Il sentore d’incenso aleggiava nell’aria, il fumo rendeva difficile la visuale, il respiro ostacolato da quel profumo stranamente inebriante.

La luce delle candele veniva riflessa sulle sculture di ferro battuto, sulle  teste tosate e lucide dei monaci.

In particolare un gong  splendente pareva catturare completamente quella luce, il metallo che si tingeva di mille sfumature, quasi a raccogliere dentro di sé il fuoco della forgia da cui era nato.

Accanto al gong, stava una piccola statua di un drago. Per quanto fosse insignificante per dimensioni, rispetto al resto delle sculture presenti, a un occhio attento avrebbe rivelato più meraviglie di quanto fosse credibile.

Ogni scaglia pareva avere il colore dei carboni ardenti, viva come la brace, fuoco indomabile e caldo, mentre gli occhi dello stesso erano più cupi e neri della notte più oscura,  tanto profondi, tanto senza fondo, tanto imperscrutabili da essere… sublimi.

Assurdo legare un concetto romantico - il sublime, appunto - a un tempio dal sapore orientale, con la cenere dell’incenso che cadeva sul pavimento di legno lucido come neve che si adagia sulla roccia. Ma era una definizione talmente adatta per gli occhi del drago, da rendere possibile quell’assurdo accostamento di idee.

Veniva sempre a guardare quel drago, quando aveva bisogno di pace.

Ma era poi pace quella che trovava?

Era pace l’ annichilirsi completamente guardando quei pozzi senza fondo, che non condannavano, non approvavano, non  giudicavano, ma semplicemente osservavano?

Era pace quel guardare senza distorsioni ottiche nella propria anima e mettere a nudo tutti quei pensieri che - in genere - cercava di celare persino a se stessa?

Non era del tutto liberatorio, contemplare il drago.

La riempiva sempre di un senso di libertà, ma anche di un’inquietudine di fondo, da cui si faceva trasportare.
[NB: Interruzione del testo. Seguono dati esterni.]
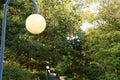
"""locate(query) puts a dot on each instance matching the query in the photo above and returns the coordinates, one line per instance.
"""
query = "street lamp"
(48, 71)
(35, 24)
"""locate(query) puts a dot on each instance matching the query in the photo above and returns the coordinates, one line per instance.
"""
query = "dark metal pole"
(3, 37)
(4, 33)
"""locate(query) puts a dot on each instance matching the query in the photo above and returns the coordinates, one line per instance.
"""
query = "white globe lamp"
(35, 23)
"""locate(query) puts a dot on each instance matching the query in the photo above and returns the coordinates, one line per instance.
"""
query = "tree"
(102, 44)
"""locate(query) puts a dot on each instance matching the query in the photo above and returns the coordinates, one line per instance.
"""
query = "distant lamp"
(35, 23)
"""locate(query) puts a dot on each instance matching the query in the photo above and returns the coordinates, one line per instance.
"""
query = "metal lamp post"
(40, 23)
(47, 67)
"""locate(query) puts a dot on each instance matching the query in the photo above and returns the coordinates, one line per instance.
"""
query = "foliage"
(13, 72)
Era come precipitare, conscia del pericolo, ma al contempo eccitata dalla caduta.

Era come guardare l’orizzonte senza poter vedere ciò che era troppo lontano.

Era come perdersi in un cielo stellato, perdersi nei misteri di quella volta senza fine, come gli occhi dell’animale mitologico.

Sublime.

Non erano troppo da lei, quei pensieri. Era più la tipica donna da “agisci e poi pensa”. O - almeno - era quello che tutti dicevano.
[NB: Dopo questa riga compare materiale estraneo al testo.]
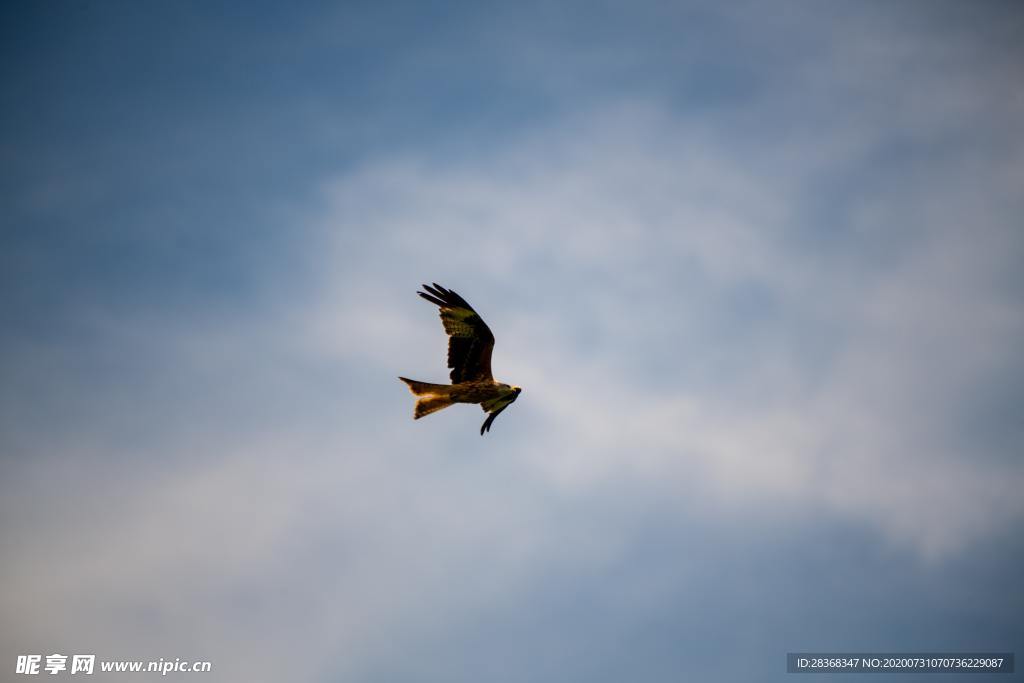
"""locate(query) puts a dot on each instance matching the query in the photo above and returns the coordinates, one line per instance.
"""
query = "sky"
(757, 267)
Ma - forse - era proprio quella la funzione del drago. Tirare fuori quel segmento di sé che nessuno- statua a parte - conosceva.

Chinò il capo.

Avvicinò una mano alle squame iridescenti della creatura inanimata, mentre una sensazione di calore si diffondeva dalle punte delle dita al solo sfiorare quel metallo.

Un monaco le si avvicinò, facendo ondeggiare un piccolo rosario buddhista. La donna sorrise gentilmente, mentre osservava la tunica giallo ocra dai bordi rosso mattone.

- Anko-sempai, sempre alla ricerca del drago? - Chiese lui, gentilmente, con l’accenno di un sorriso fin troppo consapevole.

La donna giunse i palmi, accennando un inchino, stranamente calma. - Aye. -

L’uomo rise, senza alcuna malizia. - Ti si addice poco l’atteggiamento sottomesso. -

La donna si scoprì una spalla, lasciando intravvedere un tatuaggio nero. - Sono stata sottomessa troppe volte, sensei. Ho dovuto imparare a non esserlo più. -  Commentò.

Fu strano il modo in cui pronunciò la parola sensei. Lo fece con rispetto, non con disgusto. E - solo qualche mese prima - non avrebbe mai potuto chiamare un altro uomo sensei senza che l’acido della bile  le corrodesse la gola.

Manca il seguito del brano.